Surgery is also indicated if extensive investigation suggests that respiratory symptoms are due to gastro-oesophageal reflux. Although clinicians believe this to be particularly true of infants with frightening recurrent apnoea spells, the majority of these episodes can be managed successfully by conservative methods. The most popular operation used in children is the Nissen fundoplication, which is usually performed through an upper abdominal midline incision. Modifications of the standard fundoplication operation which may be used in infants and children involve a partial rather than a complete wrap of the gastric fundus around the terminal oesophagus.
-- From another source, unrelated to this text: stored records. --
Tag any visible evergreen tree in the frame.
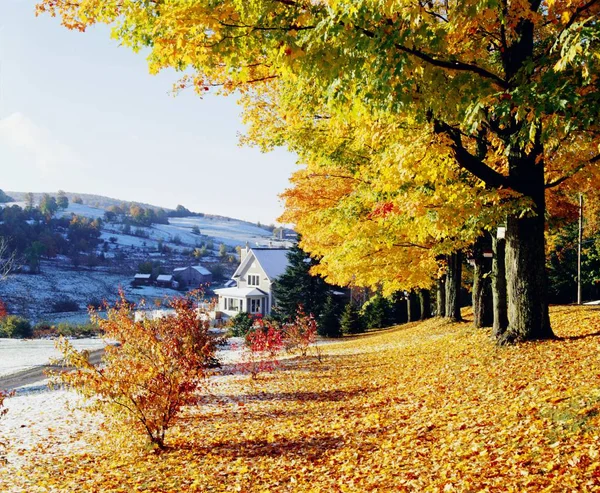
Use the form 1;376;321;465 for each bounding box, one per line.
273;245;329;320
56;190;69;209
317;294;342;337
340;301;361;334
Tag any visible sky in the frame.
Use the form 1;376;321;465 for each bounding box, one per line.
0;0;296;224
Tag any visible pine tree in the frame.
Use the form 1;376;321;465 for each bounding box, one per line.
317;294;342;337
341;302;361;334
273;245;330;320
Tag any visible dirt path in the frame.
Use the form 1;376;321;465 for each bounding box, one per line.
0;349;104;390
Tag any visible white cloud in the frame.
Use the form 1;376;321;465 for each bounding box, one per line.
0;112;83;176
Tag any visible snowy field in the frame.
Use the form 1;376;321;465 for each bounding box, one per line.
0;338;248;471
0;338;105;376
60;203;280;247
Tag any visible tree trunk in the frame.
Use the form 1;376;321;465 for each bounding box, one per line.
473;233;494;328
492;235;508;340
406;291;420;322
435;276;446;317
446;250;462;322
419;289;431;320
499;149;554;343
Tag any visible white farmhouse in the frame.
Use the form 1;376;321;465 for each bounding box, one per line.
215;246;288;317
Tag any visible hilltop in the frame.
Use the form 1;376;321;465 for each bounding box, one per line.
0;191;289;322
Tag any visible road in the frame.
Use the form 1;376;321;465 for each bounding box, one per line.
0;349;104;390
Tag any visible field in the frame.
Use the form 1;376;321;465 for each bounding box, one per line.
0;307;600;493
0;203;284;323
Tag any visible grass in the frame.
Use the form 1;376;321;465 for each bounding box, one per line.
0;307;600;493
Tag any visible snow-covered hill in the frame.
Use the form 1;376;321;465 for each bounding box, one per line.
0;196;289;323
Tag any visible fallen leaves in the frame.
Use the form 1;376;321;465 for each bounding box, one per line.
0;307;600;493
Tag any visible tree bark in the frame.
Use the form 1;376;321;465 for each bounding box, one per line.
419;289;431;320
473;233;494;328
435;276;446;317
406;291;420;322
446;250;462;322
492;235;508;340
499;146;554;344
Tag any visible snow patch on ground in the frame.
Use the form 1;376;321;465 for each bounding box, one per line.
0;388;103;469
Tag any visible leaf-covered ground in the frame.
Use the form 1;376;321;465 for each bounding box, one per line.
0;307;600;493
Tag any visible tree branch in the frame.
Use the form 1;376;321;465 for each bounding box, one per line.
433;119;509;188
545;154;600;188
359;28;508;89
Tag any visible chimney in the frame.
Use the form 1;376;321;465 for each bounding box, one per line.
240;242;250;264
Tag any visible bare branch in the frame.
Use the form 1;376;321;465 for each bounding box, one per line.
546;154;600;188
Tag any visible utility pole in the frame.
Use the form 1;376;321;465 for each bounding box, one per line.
577;194;583;305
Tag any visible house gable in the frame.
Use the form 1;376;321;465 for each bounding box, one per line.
233;248;288;292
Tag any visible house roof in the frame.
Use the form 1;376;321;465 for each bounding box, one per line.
215;288;267;298
233;248;289;281
192;265;211;276
173;265;211;276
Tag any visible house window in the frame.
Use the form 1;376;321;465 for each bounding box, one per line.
250;300;260;313
225;298;241;312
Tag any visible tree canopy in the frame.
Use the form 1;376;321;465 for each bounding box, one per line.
38;0;600;341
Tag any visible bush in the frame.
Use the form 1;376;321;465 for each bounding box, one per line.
283;307;317;356
340;301;361;334
229;312;254;337
52;298;79;313
237;318;284;379
53;293;219;449
0;315;33;339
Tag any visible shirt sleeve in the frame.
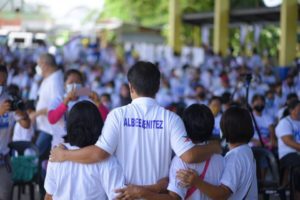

This is aimed at preventing or minimizing the uncomfortable bloat syndrome, seen in some patients following full fundoplication.

 

Some surgeons recommend pyloroplasty in selected patients in association with the antireflux procedure, on the basis that gastro-oesophageal reflux is associated with an increased incidence of delayed emptying of the stomach. There is controversy over the existence of such delay in emptying and if it is present it probably resolves following antireflux surgery.

 

Surgical correction of gastro-oesophageal reflux, with or without hiatus hernia, produces good results. The recurrence of symptoms sufficiently severe to require reoperation is uncommon, with an incidence of zero to 10 per cent. Occasionally patients suffer from postoperative dysphagia, which may be due to too tight a repair: this usually responds to oesophageal dilation. Inability to burp or vomit, and the ‘gas bloat’ or a feeling of abdominal distension, may also occur. The incidence of these symptoms is also related to the tightness of the repair. The effects and incidence of bloat can be minimized if the hiatal repair and fundal wrap are performed around a large intraluminal bougie. The size of the bougie will vary with the size of the child but should not be smaller than 20 FG and may be as large as 35 FG in the older child. This does not produce a high incidence of recurrent reflux: only four of 44 patients (8 per cent) required reoperation in our series.

 

Oesophageal stricture

The quoted incidence of stricture associated with reflux oesophagitis varies. This is understandable since some series report on the incidence as it presents in patients who come to surgery, when a relatively high incidence is to be expected, while other reports relate the incidence in all patients, both medical and surgical, seen and treated for oesophagitis. The 5 per cent incidence reported by Carre would be in this category. The higher reported incidence of stricture in Europe compared to North America is a result of the different clinical and investigative attitudes to hiatus hernia and gastro-oesophageal reflux. Undoubtedly, the best treatment of stricture of the oesophagus is prevention. The formation of a true fibrous stricture is usually associated with shortening of the oesophagus. This combination is a prescription for long-term ill health and, not infrequently, repeated surgery to resect the stricture. Stricture formation can be prevented by careful clinical, radiological and, if necessary, endoscopic supervision of patients with persistent vomiting associated with reflux. Those who do not respond to medical measures in whom vomiting persists should undergo repeated barium oesophagogram and endoscopy with mucosal biopsy. The term ‘stricture’ implies a fibrous or rigid narrowing of the oesophagus seen radiologically or endoscopically; the narrowing is, however, usually due to oedema and muscle spasm which resolves following antireflux surgery and subsequent balloon or bougie dilation. The development of balloon dilatation has been a major advance in the management of oesophageal stricture.

 

Patients who present with a mature fibrous stricture generally respond to an antireflux procedure, and only very rarely is a direct operation on the stricture, such as resection and anastomosis, necessary.